The reality of writing at work is that you write all kinds of documents-- some long, some short, some that have to be polished, some that have to go out in the next five minutes. Perhaps even more important, writing often isn't the end of it. Frequently, writing must become speaking. You have to discuss an issue orally, to report, propose, answer questions, perhaps even testify in regard to documents you or people who work with you have produced.
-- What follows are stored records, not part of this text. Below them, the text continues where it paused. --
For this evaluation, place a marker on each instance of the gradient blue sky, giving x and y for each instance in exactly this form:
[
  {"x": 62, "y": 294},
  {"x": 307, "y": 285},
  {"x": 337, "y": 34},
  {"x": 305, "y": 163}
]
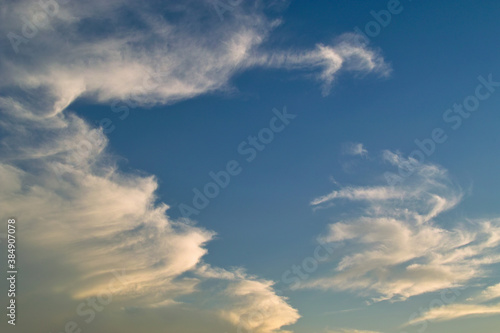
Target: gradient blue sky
[{"x": 393, "y": 91}]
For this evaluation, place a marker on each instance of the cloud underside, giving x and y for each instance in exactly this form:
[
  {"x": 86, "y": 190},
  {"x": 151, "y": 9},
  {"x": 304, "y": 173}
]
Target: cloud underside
[
  {"x": 80, "y": 212},
  {"x": 396, "y": 248}
]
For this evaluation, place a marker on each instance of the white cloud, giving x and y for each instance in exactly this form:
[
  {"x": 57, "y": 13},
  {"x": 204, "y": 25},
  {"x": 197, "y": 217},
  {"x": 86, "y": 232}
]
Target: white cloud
[
  {"x": 455, "y": 311},
  {"x": 490, "y": 293},
  {"x": 348, "y": 330},
  {"x": 396, "y": 248},
  {"x": 354, "y": 149},
  {"x": 82, "y": 214}
]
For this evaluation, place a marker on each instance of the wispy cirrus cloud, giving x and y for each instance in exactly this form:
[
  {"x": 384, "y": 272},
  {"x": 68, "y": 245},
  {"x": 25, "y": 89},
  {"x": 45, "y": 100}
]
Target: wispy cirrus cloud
[
  {"x": 84, "y": 215},
  {"x": 396, "y": 248},
  {"x": 354, "y": 149}
]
The method you have practiced can be applied to all these situations and formats. In Part 3, we suggest adaptations for some of the more common "special circumstances":

As you read Part 3, you'll probably see other ways these techniques can be adapted to fit your particular situation. They are, after all, basic tools for thinking. The goals provide direction and guidance, the procedures provide method. But you control them. So, once you have learned the method, adapt it, extend it, make whatever changes you need to get maximum leverage for you.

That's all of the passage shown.